In 1876 Richard Thompson, a 22 year old labourer, was courting a lady named Mary Corfield who lodged with John Blundell and his wife in Haigh Street. Blundell wasn’t happy about the two of them often being alone in the parlour and expressed his dissatisfaction at this, but as Thompson had been best man at his wedding four months earlier there was little expectation that the situation would deteriorate so much. Things came to a head on 14th April 1876 when Thompson walked past and saw Blundell’s wife Margaret on the step. He swung his belt and shouted at her ‘Send him out and I will put him in his coffin before the night is over.’
The following evening, Blundell was helping Mary’s brother William move house and was carrying a box down nearby Coronation Street. They came across Thompson who immediately acted with a threatening demeanour, and after Blundell asked ‘What’s to do with you Dick’ he was grabbed around the neck. Thompson then took an open knife out of his pocket and stabbed Blundell up to twelve times. Blundell was taken home but as he was bleeding heavily he was admitted to the Workhouse Hospital, where he died on 17th April at around 10pm. Around four hours earlier, Thompson had handed himself in to the bridewell at Rose Hill having been on the run since the stabbing.
Whilst close to the point of death 23 year old Blundell had told the chaplain, Reverend Ebenezer Smith that he ‘freely forgave Thompson’. His condition had deteriorated quite quickly and a magistrate sent to take a deposition didn’t get there in time. However the evidence of William Corfield and a boy who was shown a knife by Thompson earlier in the evening but told not to worry it was for someone else, was enough for the inquest to return a verdict of wilful murder.

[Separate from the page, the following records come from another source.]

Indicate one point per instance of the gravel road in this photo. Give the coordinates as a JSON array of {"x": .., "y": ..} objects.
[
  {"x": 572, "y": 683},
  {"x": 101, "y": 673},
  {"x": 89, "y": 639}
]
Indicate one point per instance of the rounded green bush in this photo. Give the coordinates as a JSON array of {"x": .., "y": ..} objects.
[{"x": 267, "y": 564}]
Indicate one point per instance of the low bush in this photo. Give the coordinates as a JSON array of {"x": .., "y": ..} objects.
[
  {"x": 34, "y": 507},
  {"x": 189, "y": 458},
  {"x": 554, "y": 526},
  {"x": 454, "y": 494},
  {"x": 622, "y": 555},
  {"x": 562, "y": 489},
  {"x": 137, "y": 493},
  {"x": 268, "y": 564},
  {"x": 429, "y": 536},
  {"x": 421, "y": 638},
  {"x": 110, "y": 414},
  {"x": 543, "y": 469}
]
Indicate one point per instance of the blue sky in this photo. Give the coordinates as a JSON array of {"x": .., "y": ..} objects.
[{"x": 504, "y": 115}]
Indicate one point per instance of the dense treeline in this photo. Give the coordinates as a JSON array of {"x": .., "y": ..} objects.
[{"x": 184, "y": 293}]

He was then committed to the assizes on a coroner’s warrant and listed to appear before Mr Justice Lindley on 29th July.
There was little doubt that Thompson had carried out the stabbing, the only issue was whether it was manslaughter or murder. In summing up, the judge said that if there had been no provocation then the jury had to return a verdict of murder, even if there had been no intent to kill. It took ten minutes for them to find Thompson guilty and he said ‘I would liked to have seen my witnesses he threatened to lay me out.’ Justice Lindley said that death had resulted from ‘too free use of the knife’ before donning the black cap and passing sentence. Thompson, who had remained calm throughout the trial, then burst into tears before being taken to the cells.
Thompson's solicitor Frederick Ponton of Vernon Chambers in Dale Street fought hard but on 12th August the Home Secretary wrote to him saying he could see no grounds for granting one. He remained indifferent to his fate, taking little notice of the chaplain and not requesting a final visit from his mother, who he had last seen on 7th August. Instead he remained satisfied that he would receive divine forgiveness as his victim had forgiven him.
After having the rope put around his neck Thompson was crying and singing ‘Safe in the Arms of Jesus’. The bolt was then drawn by hangman William Marwood and he dropped to his death alongside William Fish, a barber from Blackburn who had been convicted of raping and murdering a 7 year old girl.